Monday, June 25, 2007

Taming the Runaway Wedding Planner

From yesterday's New York Times a very interesting piece on the role of wedding planners in weddings!! We were of course thrilled to see our dear friend Marcy Blum pictured and quoted!!! Kathryn and I go way back with Marcy, who has been one of our biggest supporters in this business - Kathryn worked with her in NYC for 2 years on all sorts of fabulous weddings (including Tom Clancy's at The St. Regis and also Jennifer Philbin - daughter of Regis & Joy when she married Michael Schur at The Pierre) and we both had the honor of working with her on the amazing wedding for Billy Joel when he married Katie Lee almost three years ago!!!

We love to see Marcy in the news...there is no one like her. Anywhere. A legend!

[Also check out this piece from the NY Sun a few years back - is a most perfect spotlight on who Marcy really is!!!]

Taming the Runaway Wedding Planner

Published: June 24, 2007

Saying “I do” to a wedding planner can be the second most important vow a newly engaged couple makes.

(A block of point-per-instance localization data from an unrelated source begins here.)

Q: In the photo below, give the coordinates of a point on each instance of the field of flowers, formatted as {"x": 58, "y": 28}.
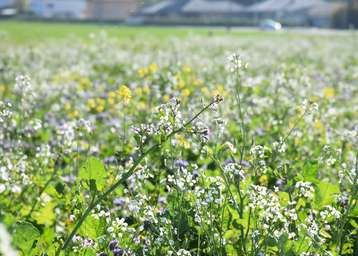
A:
{"x": 198, "y": 145}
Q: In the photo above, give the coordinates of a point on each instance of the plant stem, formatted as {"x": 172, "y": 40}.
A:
{"x": 126, "y": 175}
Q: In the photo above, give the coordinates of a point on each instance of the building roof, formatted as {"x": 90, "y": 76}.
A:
{"x": 269, "y": 6}
{"x": 206, "y": 6}
{"x": 6, "y": 3}
{"x": 166, "y": 6}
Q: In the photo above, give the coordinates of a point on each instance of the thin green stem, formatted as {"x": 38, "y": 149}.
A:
{"x": 126, "y": 175}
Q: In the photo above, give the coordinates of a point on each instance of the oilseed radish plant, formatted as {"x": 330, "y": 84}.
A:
{"x": 195, "y": 145}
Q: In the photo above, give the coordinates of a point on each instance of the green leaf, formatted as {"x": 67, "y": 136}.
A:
{"x": 45, "y": 215}
{"x": 325, "y": 193}
{"x": 24, "y": 235}
{"x": 93, "y": 169}
{"x": 93, "y": 228}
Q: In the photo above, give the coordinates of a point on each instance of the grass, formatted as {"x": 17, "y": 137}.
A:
{"x": 32, "y": 32}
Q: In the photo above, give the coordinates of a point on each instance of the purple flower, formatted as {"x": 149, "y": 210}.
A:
{"x": 112, "y": 245}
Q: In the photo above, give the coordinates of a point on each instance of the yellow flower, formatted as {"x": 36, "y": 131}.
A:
{"x": 181, "y": 83}
{"x": 146, "y": 89}
{"x": 2, "y": 88}
{"x": 186, "y": 92}
{"x": 205, "y": 91}
{"x": 142, "y": 72}
{"x": 111, "y": 101}
{"x": 219, "y": 90}
{"x": 74, "y": 114}
{"x": 153, "y": 68}
{"x": 91, "y": 103}
{"x": 138, "y": 92}
{"x": 100, "y": 108}
{"x": 186, "y": 69}
{"x": 111, "y": 94}
{"x": 141, "y": 105}
{"x": 328, "y": 92}
{"x": 197, "y": 82}
{"x": 67, "y": 106}
{"x": 124, "y": 93}
{"x": 182, "y": 141}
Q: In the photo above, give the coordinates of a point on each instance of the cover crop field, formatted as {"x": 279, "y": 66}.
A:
{"x": 177, "y": 141}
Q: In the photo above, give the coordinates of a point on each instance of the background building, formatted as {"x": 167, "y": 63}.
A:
{"x": 94, "y": 10}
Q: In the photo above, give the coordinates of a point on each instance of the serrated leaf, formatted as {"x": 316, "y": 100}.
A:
{"x": 93, "y": 169}
{"x": 45, "y": 215}
{"x": 325, "y": 193}
{"x": 24, "y": 235}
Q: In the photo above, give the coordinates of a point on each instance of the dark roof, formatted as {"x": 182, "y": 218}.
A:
{"x": 233, "y": 6}
{"x": 165, "y": 7}
{"x": 205, "y": 6}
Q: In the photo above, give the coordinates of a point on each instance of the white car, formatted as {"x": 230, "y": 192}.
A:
{"x": 270, "y": 25}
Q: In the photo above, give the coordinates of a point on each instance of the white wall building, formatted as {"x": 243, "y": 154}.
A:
{"x": 74, "y": 9}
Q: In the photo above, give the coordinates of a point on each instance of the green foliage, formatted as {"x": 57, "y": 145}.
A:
{"x": 94, "y": 174}
{"x": 24, "y": 236}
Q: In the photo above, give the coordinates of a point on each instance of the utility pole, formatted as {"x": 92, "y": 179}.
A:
{"x": 21, "y": 6}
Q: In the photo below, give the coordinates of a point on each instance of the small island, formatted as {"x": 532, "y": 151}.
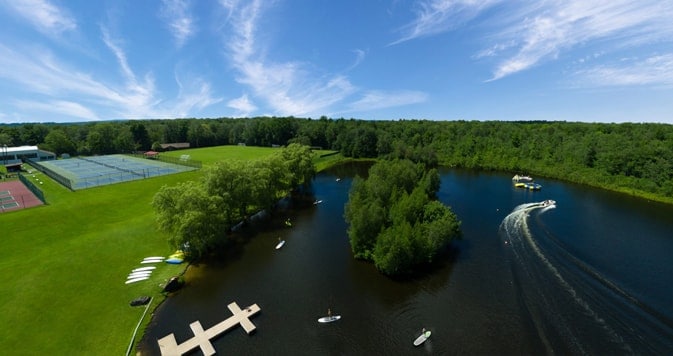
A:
{"x": 395, "y": 219}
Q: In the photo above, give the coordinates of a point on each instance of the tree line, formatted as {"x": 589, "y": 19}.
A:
{"x": 395, "y": 219}
{"x": 197, "y": 216}
{"x": 631, "y": 157}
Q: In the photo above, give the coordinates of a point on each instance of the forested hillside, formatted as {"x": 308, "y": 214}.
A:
{"x": 634, "y": 158}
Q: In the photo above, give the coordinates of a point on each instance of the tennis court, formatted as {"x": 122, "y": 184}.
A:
{"x": 86, "y": 172}
{"x": 15, "y": 195}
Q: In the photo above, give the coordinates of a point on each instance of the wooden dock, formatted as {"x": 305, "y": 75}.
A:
{"x": 169, "y": 346}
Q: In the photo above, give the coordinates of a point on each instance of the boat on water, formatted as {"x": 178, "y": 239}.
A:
{"x": 533, "y": 186}
{"x": 518, "y": 178}
{"x": 423, "y": 337}
{"x": 329, "y": 318}
{"x": 530, "y": 185}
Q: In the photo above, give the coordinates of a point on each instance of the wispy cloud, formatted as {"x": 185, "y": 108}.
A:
{"x": 62, "y": 107}
{"x": 38, "y": 72}
{"x": 295, "y": 88}
{"x": 43, "y": 15}
{"x": 179, "y": 20}
{"x": 527, "y": 33}
{"x": 138, "y": 96}
{"x": 541, "y": 33}
{"x": 438, "y": 16}
{"x": 655, "y": 70}
{"x": 243, "y": 105}
{"x": 374, "y": 99}
{"x": 290, "y": 88}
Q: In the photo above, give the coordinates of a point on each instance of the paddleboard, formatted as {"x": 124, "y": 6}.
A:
{"x": 151, "y": 261}
{"x": 329, "y": 319}
{"x": 133, "y": 280}
{"x": 421, "y": 339}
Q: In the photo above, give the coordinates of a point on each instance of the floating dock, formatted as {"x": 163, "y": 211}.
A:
{"x": 169, "y": 346}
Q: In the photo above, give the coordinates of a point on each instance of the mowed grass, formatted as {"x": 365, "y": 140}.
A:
{"x": 65, "y": 263}
{"x": 211, "y": 155}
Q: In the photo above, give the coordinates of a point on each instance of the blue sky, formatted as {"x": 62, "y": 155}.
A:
{"x": 572, "y": 60}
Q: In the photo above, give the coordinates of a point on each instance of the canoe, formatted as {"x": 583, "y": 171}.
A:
{"x": 421, "y": 339}
{"x": 329, "y": 319}
{"x": 129, "y": 281}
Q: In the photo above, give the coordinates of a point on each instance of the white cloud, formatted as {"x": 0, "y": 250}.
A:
{"x": 438, "y": 16}
{"x": 243, "y": 105}
{"x": 542, "y": 32}
{"x": 376, "y": 99}
{"x": 527, "y": 33}
{"x": 67, "y": 108}
{"x": 177, "y": 15}
{"x": 655, "y": 70}
{"x": 290, "y": 88}
{"x": 44, "y": 16}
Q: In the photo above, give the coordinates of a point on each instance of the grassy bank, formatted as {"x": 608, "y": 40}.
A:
{"x": 65, "y": 263}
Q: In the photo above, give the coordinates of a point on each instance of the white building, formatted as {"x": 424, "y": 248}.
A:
{"x": 14, "y": 156}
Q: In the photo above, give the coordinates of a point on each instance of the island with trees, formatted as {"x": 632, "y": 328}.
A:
{"x": 395, "y": 219}
{"x": 198, "y": 216}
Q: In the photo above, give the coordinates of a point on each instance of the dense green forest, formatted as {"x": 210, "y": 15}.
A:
{"x": 198, "y": 215}
{"x": 628, "y": 157}
{"x": 395, "y": 219}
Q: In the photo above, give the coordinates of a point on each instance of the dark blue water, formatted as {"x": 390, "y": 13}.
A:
{"x": 592, "y": 275}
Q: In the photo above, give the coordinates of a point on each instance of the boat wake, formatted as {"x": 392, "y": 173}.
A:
{"x": 570, "y": 305}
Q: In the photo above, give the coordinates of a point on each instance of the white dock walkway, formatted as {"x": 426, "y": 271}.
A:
{"x": 169, "y": 346}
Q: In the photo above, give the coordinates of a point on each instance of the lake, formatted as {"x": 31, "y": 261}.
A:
{"x": 591, "y": 275}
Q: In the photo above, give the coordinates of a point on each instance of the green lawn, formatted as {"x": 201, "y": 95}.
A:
{"x": 65, "y": 263}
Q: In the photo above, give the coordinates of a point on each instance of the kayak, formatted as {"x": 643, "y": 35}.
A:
{"x": 421, "y": 339}
{"x": 329, "y": 319}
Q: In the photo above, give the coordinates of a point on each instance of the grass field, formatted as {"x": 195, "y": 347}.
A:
{"x": 65, "y": 263}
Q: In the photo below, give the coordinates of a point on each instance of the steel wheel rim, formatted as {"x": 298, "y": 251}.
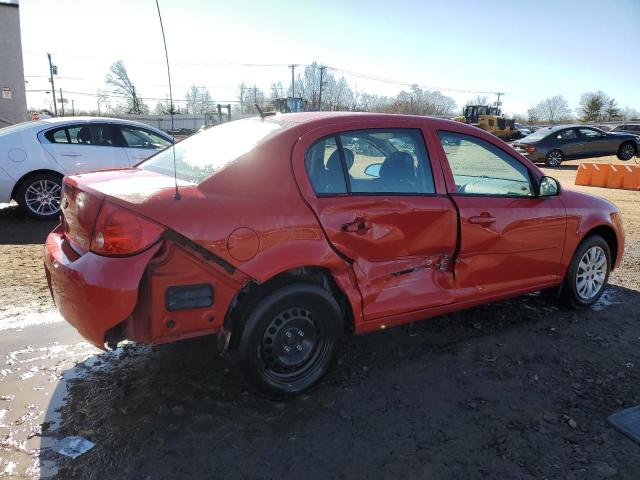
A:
{"x": 43, "y": 197}
{"x": 292, "y": 344}
{"x": 555, "y": 158}
{"x": 592, "y": 273}
{"x": 627, "y": 152}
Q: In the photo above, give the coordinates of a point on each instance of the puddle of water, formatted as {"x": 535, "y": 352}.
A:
{"x": 608, "y": 298}
{"x": 33, "y": 387}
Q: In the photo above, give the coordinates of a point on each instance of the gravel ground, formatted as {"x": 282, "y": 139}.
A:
{"x": 519, "y": 389}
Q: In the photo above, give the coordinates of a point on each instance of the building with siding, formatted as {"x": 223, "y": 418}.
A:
{"x": 13, "y": 101}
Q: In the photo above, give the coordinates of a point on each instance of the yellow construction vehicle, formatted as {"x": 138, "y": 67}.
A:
{"x": 491, "y": 120}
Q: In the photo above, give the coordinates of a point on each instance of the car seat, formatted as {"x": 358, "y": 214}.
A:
{"x": 84, "y": 135}
{"x": 397, "y": 173}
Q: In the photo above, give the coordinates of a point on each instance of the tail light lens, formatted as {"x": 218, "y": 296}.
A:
{"x": 121, "y": 232}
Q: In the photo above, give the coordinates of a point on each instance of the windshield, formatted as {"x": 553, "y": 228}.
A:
{"x": 200, "y": 155}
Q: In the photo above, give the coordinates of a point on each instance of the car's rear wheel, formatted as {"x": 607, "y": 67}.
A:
{"x": 290, "y": 339}
{"x": 588, "y": 273}
{"x": 39, "y": 196}
{"x": 554, "y": 158}
{"x": 626, "y": 151}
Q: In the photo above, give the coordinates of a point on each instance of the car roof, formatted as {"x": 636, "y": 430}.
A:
{"x": 69, "y": 120}
{"x": 310, "y": 119}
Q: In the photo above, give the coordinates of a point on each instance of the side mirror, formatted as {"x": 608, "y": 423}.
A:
{"x": 373, "y": 170}
{"x": 549, "y": 187}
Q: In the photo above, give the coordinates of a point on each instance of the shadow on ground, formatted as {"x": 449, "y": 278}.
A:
{"x": 17, "y": 228}
{"x": 518, "y": 389}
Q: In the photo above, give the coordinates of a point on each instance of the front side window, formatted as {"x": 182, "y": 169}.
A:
{"x": 480, "y": 168}
{"x": 590, "y": 133}
{"x": 376, "y": 161}
{"x": 569, "y": 134}
{"x": 139, "y": 138}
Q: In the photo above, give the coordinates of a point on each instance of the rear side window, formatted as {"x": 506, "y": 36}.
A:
{"x": 376, "y": 161}
{"x": 140, "y": 138}
{"x": 104, "y": 135}
{"x": 59, "y": 135}
{"x": 569, "y": 134}
{"x": 324, "y": 167}
{"x": 480, "y": 168}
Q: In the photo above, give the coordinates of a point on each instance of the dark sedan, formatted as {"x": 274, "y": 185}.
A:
{"x": 553, "y": 145}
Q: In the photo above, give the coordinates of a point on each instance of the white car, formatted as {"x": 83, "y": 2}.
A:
{"x": 34, "y": 156}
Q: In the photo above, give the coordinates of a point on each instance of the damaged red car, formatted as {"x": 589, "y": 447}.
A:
{"x": 281, "y": 234}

With people marrying later, more women working and weddings growing ever splashier, many couples are hiring planners to help sort through the dizzying choices concerning the location, invitations, flowers, photographers, color schemes, D.J.’s, bands, lighting, place cards, centerpieces, cakes and fog machines, to name a dozen.

But as the wedding planning field expands, some couples are finding that planners, like a broken engagement, can cause heartache.

David Mandel of Los Angeles, an executive producer of the HBO program “Curb Your Enthusiasm,” and his bride, Dr. Rebecca Whitney, hired and dismissed two consultants because they were “planzillas.”

“It was like we had this mutual enemy — our wedding planner,” Mr. Mandel recalled. “We were not sleeping well. It was beyond miserable.”

The first, who Mr. Mandel said was “very well known in Los Angeles,” dropped out of sight for a month after the first meeting with the couple. The second tried to steer them to a hotel in Palm Springs with which she frequently did business.

The proposed wedding approached $1 million, “hundreds of thousands of dollars more than we originally thought,” Mr. Mandel said. “She was getting 20 percent of whatever our wedding was going to cost, so she was negotiating in her best interest, not ours.”

Finally, Mr. Mandel and his bride, a pediatrician, found a third planner they liked. They were happily wed last New Year’s Eve in New York, at Cipriani 42nd Street.

The couple’s experience was not all that rare, as even some wedding planners acknowledge.

“I’ve been doing this my whole life, long enough to know that some of us in this business are a little full of ourselves,” said
Marcy Blum, a New York planner who got in on the ground floor of the field in 1986, when the number of planners nationwide was fewer than a thousand.

“In fact,” she said, “a lot of wedding planners are entering the field with no training, so buyer beware.”